AP2の完全な仕様書は、発表と同時にGitHubに投稿された。
AIエージェント同士の複雑なリアルタイム交渉を想定
このプロトコルは、AIエージェントが顧客の代わりに日常的に製品を購入し、小売業者のAIエージェントと複雑なリアルタイム相互作用を行う未来のために構築されている。Googleの投稿の一例では、チャットボットユーザーが自分のエージェントにバイク旅行の買い物を依頼し、それがバイクショップのエージェントからの自発的な時間制限付きバンドルオファーを引き起こすことを想像している。
別の例では、ユーザーが日付、場所、予算のみを提供して週末休暇の旅行と宿泊を求める。「エージェントは航空会社とホテルのエージェントの両方、およびオンライン旅行代理店と予約プラットフォームと相互作用できる」と投稿は説明している。「そして予算に合う組み合わせを見つけると、暗号学的に署名された両方の予約を同時に実行できる。」
「意図委任」と「カート委任」の2段階承認システムを採用
そのような取引を可能にすることは、技術的および社会的観点の両方から複雑だ。AP2は購入が行われる前に、エージェントが2つの別々の承認を登録することを要求している。まず「意図委任」(本質的にAIに「水玉のネクタイを探している」と伝えること)で、これによりエージェントが特定の商品を検索し売り手と交渉することが可能になる。次に「カート委任」で、特定の商品が見つかった後に購入の最終承認を与える。
プロトコルには完全自動購入の規定も含まれており、商品が見つかると自動的にカート委任を生成することがエージェントに許可される。これらの状況では、価格制限、タイミング、その他の関与規則を指定する、より詳細な意図委任が必要となる。いずれの場合も、目標は不正の場合に再検査できる監査可能な証跡を維持することだ。
Coinbase・MetaMask・イーサリアム財団と暗号通貨対応を実現
暗号通貨企業のCoinbase、MetaMask、イーサリアム財団との協力により、Googleは暗号通貨指向のx402プロトコルを統合する拡張機能も制作し、暗号通貨ウォレットからのAI駆動購入を可能にした。
Perplexity・Stripeなど競合他社も独自システムを開発
他の多くのテック企業も独自のエージェンティック購入システムに取り組んでおり、特に注目すべきはPerplexityで、エージェンティックブラウザでBuy With Proサービスを可能にしている。決済プロバイダーのStripeもプラットフォーム上でエージェンティック購入のためのソフトウェアツールを制作しているが、AP2ほど包括的ではない。

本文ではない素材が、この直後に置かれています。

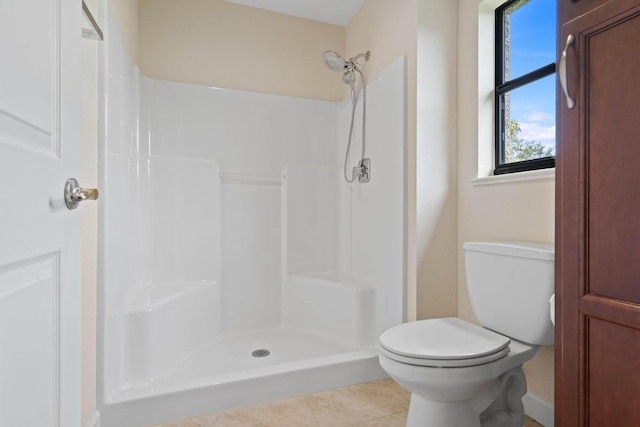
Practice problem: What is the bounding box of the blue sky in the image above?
[510,0,556,151]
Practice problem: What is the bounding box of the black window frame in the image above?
[493,0,556,175]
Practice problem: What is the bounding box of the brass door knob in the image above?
[64,178,100,210]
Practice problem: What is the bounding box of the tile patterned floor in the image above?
[155,379,542,427]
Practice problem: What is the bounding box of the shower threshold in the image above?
[100,328,387,427]
[116,328,377,400]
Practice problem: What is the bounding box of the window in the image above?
[494,0,556,175]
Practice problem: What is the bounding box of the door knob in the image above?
[64,178,100,210]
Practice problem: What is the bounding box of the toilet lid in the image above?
[380,318,511,360]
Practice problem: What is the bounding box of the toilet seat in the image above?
[380,318,511,368]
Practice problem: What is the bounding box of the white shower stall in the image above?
[98,5,406,427]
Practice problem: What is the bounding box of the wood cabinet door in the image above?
[556,0,640,427]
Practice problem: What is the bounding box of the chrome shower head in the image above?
[322,50,353,72]
[342,70,356,86]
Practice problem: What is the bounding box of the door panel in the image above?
[556,0,640,427]
[584,10,640,304]
[0,1,60,155]
[587,318,640,426]
[0,0,81,427]
[0,254,60,426]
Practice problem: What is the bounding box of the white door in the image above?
[0,0,81,427]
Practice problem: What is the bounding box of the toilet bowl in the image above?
[379,242,553,427]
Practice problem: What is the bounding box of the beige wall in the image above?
[416,0,458,319]
[458,0,555,402]
[343,0,417,320]
[79,0,100,425]
[110,0,138,64]
[138,0,345,101]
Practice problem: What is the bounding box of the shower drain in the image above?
[251,348,271,357]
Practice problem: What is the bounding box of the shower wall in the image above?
[98,2,405,404]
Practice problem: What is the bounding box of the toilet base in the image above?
[407,366,527,427]
[407,394,481,427]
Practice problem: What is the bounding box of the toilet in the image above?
[379,242,554,427]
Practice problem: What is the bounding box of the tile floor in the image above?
[155,379,542,427]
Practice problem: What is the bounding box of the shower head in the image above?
[322,50,371,74]
[322,50,353,72]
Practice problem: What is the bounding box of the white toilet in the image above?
[380,242,554,427]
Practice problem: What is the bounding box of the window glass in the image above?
[504,0,556,81]
[493,0,556,175]
[502,74,556,163]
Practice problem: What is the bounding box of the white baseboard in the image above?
[522,393,554,427]
[85,411,100,427]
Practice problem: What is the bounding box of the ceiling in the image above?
[226,0,364,26]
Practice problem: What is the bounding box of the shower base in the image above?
[100,328,386,427]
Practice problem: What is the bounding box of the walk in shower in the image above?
[98,5,405,427]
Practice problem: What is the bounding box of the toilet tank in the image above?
[464,242,554,345]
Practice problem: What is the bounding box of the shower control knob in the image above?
[64,178,100,210]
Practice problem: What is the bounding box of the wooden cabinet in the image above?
[556,0,640,427]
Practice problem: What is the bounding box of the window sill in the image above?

Mastercard・American Express・PayPalが即座に採用表明
あらゆるプロトコルと同様に、AP2の影響はエコシステム内の他のプレイヤー、特にエージェンティック購入システムを構築する開発者からの支援に依存する。しかし、AP2はすでにMastercard、American Express、PayPalなどの大手金融プロバイダーの支援を獲得しており、プロトコルに重要な即座の足場を与えている。
AI エージェント経済の基盤インフラとして期待
今回のAP2プロトコルの発表は、AIエージェントが日常的な購入決定を代行する未来のeコマース基盤を築く重要な一歩となる。オープンスタンダードとして設計されたことで、異なるプラットフォーム間での相互運用性を確保し、AIエージェント経済の健全な発展を促進することが期待される。
特に、詳細な監査証跡の維持と2段階承認システムにより、AI自動取引における透明性と安全性を確保する点が革新的だ。これらの機能は、AIエージェントによる購入が一般的になる時代に向けて、消費者保護と信頼性の基盤を提供している。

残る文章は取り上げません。